Dangerous Cold Snaps Feel Even Worse Because They’re Now So Rare
In other words, people may forget how frequently the cold used to come.
Winter is warming faster than the three other seasons, according to the most recent national climate-science assessment, issued in late 2017. Winters from 1986 to 2016 were 1.5 degree Fahrenheit (0.8 Celsius) warmer than the 1901-1960 average.
There are also far fewer cold snaps. Temperature data since 1970 suggest that sudden freezes used to be much more normal, and the U.S. hasn’t had a good, old-fashioned cold streak in more than two decades.
“Nothing really since 1996 has been what I would call a really historic cold air outbreak,” said Ken Kunkel, a researcher at North Carolina State University and the National Oceanic and Atmospheric Administration. “There were some real monsters in the late 1800s,” he added.

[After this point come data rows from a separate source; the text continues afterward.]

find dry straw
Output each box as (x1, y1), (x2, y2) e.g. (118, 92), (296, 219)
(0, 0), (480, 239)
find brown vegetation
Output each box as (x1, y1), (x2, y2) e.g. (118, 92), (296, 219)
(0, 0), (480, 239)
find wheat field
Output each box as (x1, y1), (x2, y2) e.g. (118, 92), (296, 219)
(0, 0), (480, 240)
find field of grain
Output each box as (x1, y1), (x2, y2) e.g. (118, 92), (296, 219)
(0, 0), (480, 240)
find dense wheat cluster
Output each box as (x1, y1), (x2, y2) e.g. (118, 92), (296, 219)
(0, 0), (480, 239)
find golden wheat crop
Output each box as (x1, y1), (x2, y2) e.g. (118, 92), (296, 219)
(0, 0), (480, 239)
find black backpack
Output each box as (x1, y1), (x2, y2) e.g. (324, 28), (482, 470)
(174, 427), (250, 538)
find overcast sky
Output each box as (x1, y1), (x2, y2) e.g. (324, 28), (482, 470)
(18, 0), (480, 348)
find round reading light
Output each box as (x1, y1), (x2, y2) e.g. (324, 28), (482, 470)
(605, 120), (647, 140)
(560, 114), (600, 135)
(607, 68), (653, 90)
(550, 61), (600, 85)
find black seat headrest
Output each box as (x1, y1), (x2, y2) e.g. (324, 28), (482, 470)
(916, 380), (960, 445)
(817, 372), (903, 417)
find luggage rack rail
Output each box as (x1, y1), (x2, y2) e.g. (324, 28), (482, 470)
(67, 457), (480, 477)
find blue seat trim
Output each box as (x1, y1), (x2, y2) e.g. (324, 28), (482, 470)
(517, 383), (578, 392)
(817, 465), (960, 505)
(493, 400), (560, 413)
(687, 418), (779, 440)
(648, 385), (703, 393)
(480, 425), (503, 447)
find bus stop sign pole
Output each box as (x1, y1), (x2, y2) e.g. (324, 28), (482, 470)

Kunkel for 20 years has kept what he calls a cold wave index, which tracks how often multi-day wintry blasts descend on the U.S. The index measures the number of weather stations recording extreme cold each year as a percentage of a “normal” year, in which 20 percent of the stations have one cold snap. A “cold wave” occurs when temperatures drop below certain thresholds over a set amount of time. That threshold can be either a statistical deviation or an absolute temperature. In either case, each one is geographically dependent.
The U.S. hit almost twice as many record-low minimum daily temperatures in the last seven days—at 133—as record-high maximum temperatures, according to NOAA data. Over the last 30 days—and also over the last year—it's the other way around, with hot daily records roughly twice as frequent as cold ones.